In this perspective, the article aims at presenting and analyzing the state of the growing threat of cybercrime and the resultant laws being enacted at the international, regional and national level by the countries to counter it. The first section includes the background, including an overview of cybercrime being defined in the various literature. The second section includes various efforts presented on cybercrime legislation including the multilateral instruments such as the convention on cybercrime by Council of Europe, United Nations resolution apart from regional and national efforts. The third section analyzes the challenges of jurisdiction, sovereignty, and privacy and the various responses in the form of legislation being laid out. The fourth section proposes a model for the effective cooperation in the form of balanced multi-stakeholder in light of growing internationalization of the cybercrime.

Key Terms in this Chapter

Mutual Legal Assistance (MLAT): MLAT are formal investigation request made by the states for the access of the data located in other country for the purpose of investigation and extradition.

Ransomeware: Is defined as the illegal access to computer system using malware for the purpose of gaining control of the system with the motivation for financial gains.

Denial of Service Attack (DDoS): The activities which disrupt the services of the computer rendering the computer usage ineffective for the user.

Cybercrime: The usage of the computer and its related technologies for the purpose of disrupting, with the motivation to gain financial gains or causing political, social, and psychological harm.

Dark Web: The dark web is part of the web that is not accessible on general search and can be accessed through specific hosting servers.

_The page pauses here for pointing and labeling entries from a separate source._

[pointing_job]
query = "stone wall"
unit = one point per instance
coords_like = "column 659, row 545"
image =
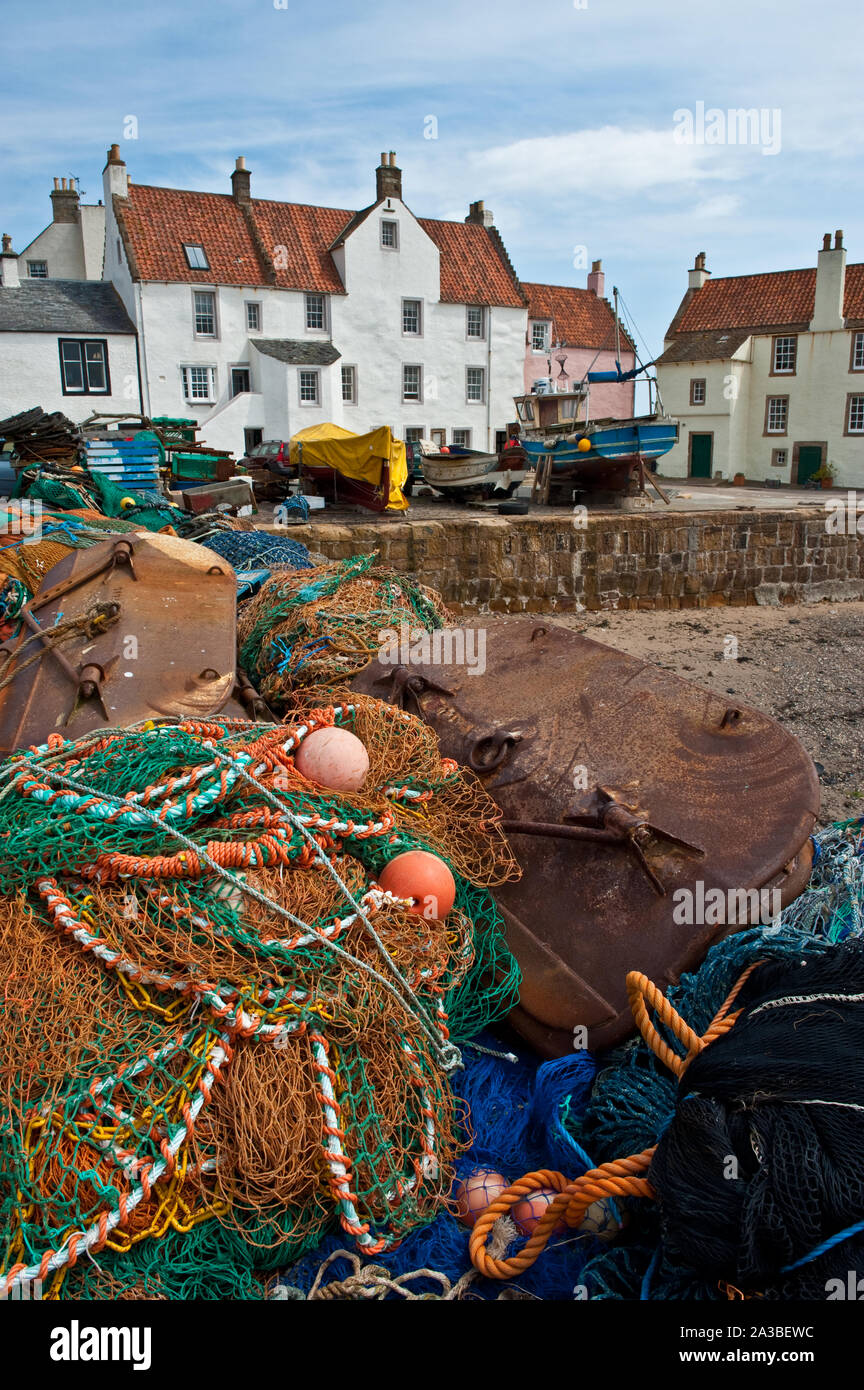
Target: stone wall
column 549, row 563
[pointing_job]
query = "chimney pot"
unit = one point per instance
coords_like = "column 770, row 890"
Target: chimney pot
column 241, row 181
column 388, row 178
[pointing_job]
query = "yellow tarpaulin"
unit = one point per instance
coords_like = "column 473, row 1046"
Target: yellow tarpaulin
column 356, row 456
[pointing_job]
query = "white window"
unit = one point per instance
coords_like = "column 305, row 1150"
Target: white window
column 309, row 388
column 475, row 382
column 411, row 317
column 199, row 382
column 539, row 337
column 316, row 312
column 204, row 313
column 475, row 321
column 777, row 414
column 411, row 382
column 84, row 367
column 196, row 257
column 784, row 355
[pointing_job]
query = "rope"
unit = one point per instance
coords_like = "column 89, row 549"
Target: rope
column 622, row 1176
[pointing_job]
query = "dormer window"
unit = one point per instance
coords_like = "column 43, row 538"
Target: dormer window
column 196, row 256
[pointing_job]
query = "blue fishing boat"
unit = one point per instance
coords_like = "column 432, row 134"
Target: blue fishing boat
column 571, row 452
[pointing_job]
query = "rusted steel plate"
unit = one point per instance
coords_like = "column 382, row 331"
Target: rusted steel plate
column 636, row 784
column 165, row 647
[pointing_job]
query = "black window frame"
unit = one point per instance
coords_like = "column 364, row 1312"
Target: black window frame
column 195, row 246
column 84, row 344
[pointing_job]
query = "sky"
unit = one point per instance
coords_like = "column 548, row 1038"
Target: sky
column 592, row 128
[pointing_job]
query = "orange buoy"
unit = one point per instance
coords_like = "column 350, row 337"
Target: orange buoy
column 332, row 758
column 422, row 877
column 477, row 1191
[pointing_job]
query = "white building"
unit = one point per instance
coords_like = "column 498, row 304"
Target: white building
column 766, row 373
column 259, row 317
column 64, row 345
column 72, row 245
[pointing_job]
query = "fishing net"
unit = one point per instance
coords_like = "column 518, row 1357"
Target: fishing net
column 221, row 1039
column 321, row 627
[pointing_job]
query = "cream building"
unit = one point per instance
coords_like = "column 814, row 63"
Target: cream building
column 766, row 373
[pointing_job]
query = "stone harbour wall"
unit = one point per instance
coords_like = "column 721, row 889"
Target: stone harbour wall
column 550, row 563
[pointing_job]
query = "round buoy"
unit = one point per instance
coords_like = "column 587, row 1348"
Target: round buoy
column 332, row 758
column 477, row 1191
column 422, row 877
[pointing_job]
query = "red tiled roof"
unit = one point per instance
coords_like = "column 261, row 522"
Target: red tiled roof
column 157, row 221
column 578, row 317
column 304, row 235
column 474, row 267
column 289, row 245
column 764, row 300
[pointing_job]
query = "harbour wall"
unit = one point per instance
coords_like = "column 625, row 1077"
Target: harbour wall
column 641, row 560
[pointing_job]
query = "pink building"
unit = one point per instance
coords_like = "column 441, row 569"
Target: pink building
column 571, row 331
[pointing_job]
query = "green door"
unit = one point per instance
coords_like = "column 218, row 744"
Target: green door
column 700, row 455
column 809, row 462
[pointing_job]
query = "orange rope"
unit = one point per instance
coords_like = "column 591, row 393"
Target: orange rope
column 622, row 1176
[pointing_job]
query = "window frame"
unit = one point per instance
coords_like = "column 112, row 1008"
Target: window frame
column 481, row 310
column 418, row 398
column 775, row 434
column 84, row 344
column 324, row 325
column 211, row 378
column 848, row 432
column 784, row 371
column 410, row 332
column 545, row 324
column 481, row 399
column 190, row 262
column 196, row 334
column 352, row 367
column 307, row 403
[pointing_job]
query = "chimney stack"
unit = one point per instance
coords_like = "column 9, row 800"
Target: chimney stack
column 699, row 274
column 479, row 216
column 596, row 281
column 9, row 264
column 388, row 178
column 64, row 200
column 829, row 287
column 241, row 181
column 114, row 178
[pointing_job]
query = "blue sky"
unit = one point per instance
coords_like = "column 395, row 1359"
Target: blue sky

It consist of the information and tools that are illegal by criminal, terrorist.

Phishing: Is defined as the method of cyberattack which are employed to capture the sensitive information including passwords, personal information for the malicious purpose through means such as deceptive emails.

Cloud Act: Cloud Act is the U.S. legislation related to the transfer of electronic data with provisions for obtaining data for evidence and prosecution and also regulating transfer for foreign governments.